Finis les Hits, place aux Bangers
L’interview de Lacrim accordée à Booska-P à l’occasion de la sortie de son album Force Et Honneur détonne par la transparence de l’artiste sur sa « stratégie streaming ». Au détour de la conversation, Lacrim explique ne plus avoir besoin de faire de single avec le streaming. Il peut se contenter de faire des sons durs, comme Grande Armée ou Traîtres, et enchaîner les singles d’or. Internet a changé la donne sur ce point, les algorithmes n’ont pas de « considérations morales ». Ce ne sont plus des programmateurs radios qui doivent juger si le son sera efficace, tout en ayant un discours acceptable pour ne pas faire fuir ses annonceurs, mais des chiffres neutres qui ne mentent pas.
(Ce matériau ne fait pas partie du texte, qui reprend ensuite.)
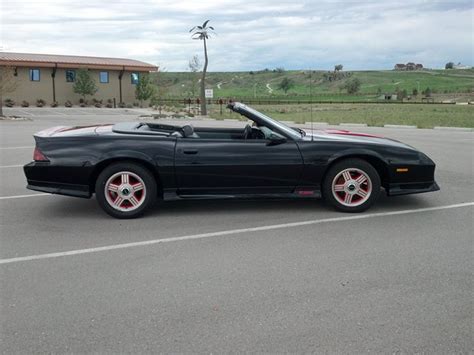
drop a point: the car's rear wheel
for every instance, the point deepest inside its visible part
(352, 185)
(125, 190)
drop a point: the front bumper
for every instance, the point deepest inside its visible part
(56, 180)
(411, 188)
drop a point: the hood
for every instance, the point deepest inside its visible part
(352, 137)
(76, 131)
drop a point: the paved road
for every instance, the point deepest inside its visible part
(387, 282)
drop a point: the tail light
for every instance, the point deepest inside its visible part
(39, 156)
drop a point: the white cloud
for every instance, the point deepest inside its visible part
(266, 33)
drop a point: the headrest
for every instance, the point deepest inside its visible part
(188, 131)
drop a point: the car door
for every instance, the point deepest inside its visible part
(230, 166)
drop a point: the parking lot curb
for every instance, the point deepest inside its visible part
(353, 124)
(461, 129)
(399, 126)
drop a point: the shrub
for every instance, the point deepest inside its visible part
(9, 103)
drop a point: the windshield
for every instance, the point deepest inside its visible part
(294, 133)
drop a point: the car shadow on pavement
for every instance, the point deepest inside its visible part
(79, 208)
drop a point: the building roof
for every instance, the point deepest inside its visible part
(72, 61)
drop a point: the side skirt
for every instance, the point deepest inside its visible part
(299, 193)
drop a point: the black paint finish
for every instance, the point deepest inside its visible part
(269, 160)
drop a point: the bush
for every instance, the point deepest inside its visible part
(9, 103)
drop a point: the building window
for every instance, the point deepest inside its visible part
(135, 77)
(34, 74)
(70, 76)
(104, 77)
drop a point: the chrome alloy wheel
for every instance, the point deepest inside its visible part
(351, 187)
(125, 191)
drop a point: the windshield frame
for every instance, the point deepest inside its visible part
(265, 120)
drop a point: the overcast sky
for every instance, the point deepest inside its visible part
(251, 35)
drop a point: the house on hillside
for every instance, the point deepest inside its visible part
(51, 77)
(460, 66)
(409, 66)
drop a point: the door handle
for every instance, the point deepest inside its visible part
(190, 151)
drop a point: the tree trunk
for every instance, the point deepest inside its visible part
(203, 82)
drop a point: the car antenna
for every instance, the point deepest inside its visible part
(311, 101)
Si un morceau plaît, ses vues vont augmenter et il montera dans toutes les grosses playlists, entraînant un cercle vertueux.
On peut certes citer l’exemple de Lacrim qui a enchaîné les singles sans concessions, ou encore celui de SCH qui est revenu avec des morceaux très sombres, carocolant dans les tops streamings, après un accueil mitigé des singles issus de l’album Anarchie. Mais avant eux, Alonzo avait parfaitement compris ces codes avec ses bangers (lire : Alonzo nouveau roi du Sud). Sans soutien radio, il a reconstruit sa carrière autour de titres street comme Le Belle Vie ou l’exceptionnel « Finis-Les ». Un titre qui, sans soutien radio, « a fait vivre sa famille et celles de son équipe pendant des mois » comme il nous le confie dans sa Booska’Semaine. Un banger tellement fort qu’il explose les compteurs de vues YouTube, lui permet d’enchaîner les showcases et générer des dizaines de milliers d’euros. Avec le streaming, il est possible de rentabiliser ces bangers (hits de rue, sans concessions), les artistes ont une alternative à la SACEM des radios plus policées.
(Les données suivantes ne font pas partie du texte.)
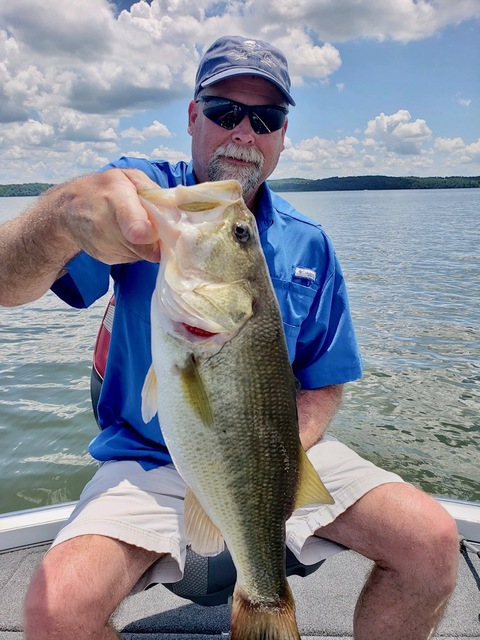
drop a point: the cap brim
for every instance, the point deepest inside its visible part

Des albums longs avant la fin du genre
Un dernier enseignement très important de l’interview de Lacrim : la durée des albums. Avant l’arrivée du streaming, un album « LP » (Long-Pièce, soit plus de 10 titres) générait autant qu’il fasse 11 titres ou 19. Avec l’augmentation des rythmes de sorties, on avait même assisté à une diminution du nombre de titres par album. Quelle logique de livrer un album avec 19 titres lorsque l’on sait qu’il va être passer de mode au bout d’un mois, et qu’il faudra en sortir un nouveau dans 12 mois ?
Mais avec le streaming, l’artiste n’est plus rémunéré par album, mais par titre. Plus l’album comporte de titres, plus le chiffre d’affaires sera élevé. Et même si on observe une chute du nombre d’écoutes au fur et à mesure des morceaux (de l’ordre de 50% entre les premiers et les derniers pour l’album de Lacrim), ces morceaux supplémentaires augmentent considérablement le montant généré par l’album. Pour ne pas trop « lasser » les auditeurs, il suffit de faire plein de morceaux courts, les écoutes sont calculées à partir de 30 secondes.
Attendons-nous au retour des albums longs, avec sûrement quelques titres de remplissage, dans les prochains mois. Les chiffres de ventes de Force et Honneur vont créer une nouvelle tendance. Tendance probablement éphémère, le format album est lui aussi sur la sellette. Si on observe la stratégie de Booba depuis quelques mois, il délaisse le format album pour des sorties ponctuelles de singles, tous certifiés (d’or ou de platine). Si on se base sur le nombre d’écoutes Spotify, ces morceaux ont eu en moyenne beaucoup plus de succès que ceux de son album (pourtant sorti il y’a plus longtemps). En isolant les sorties, Booba est constamment présent et laisse à ses morceaux le temps de vivre sans qu’ils se fassent concurrence. Cependant le public, et surtout les médias, ne sont pas encore prêts à abandonner le format album, pour le moment.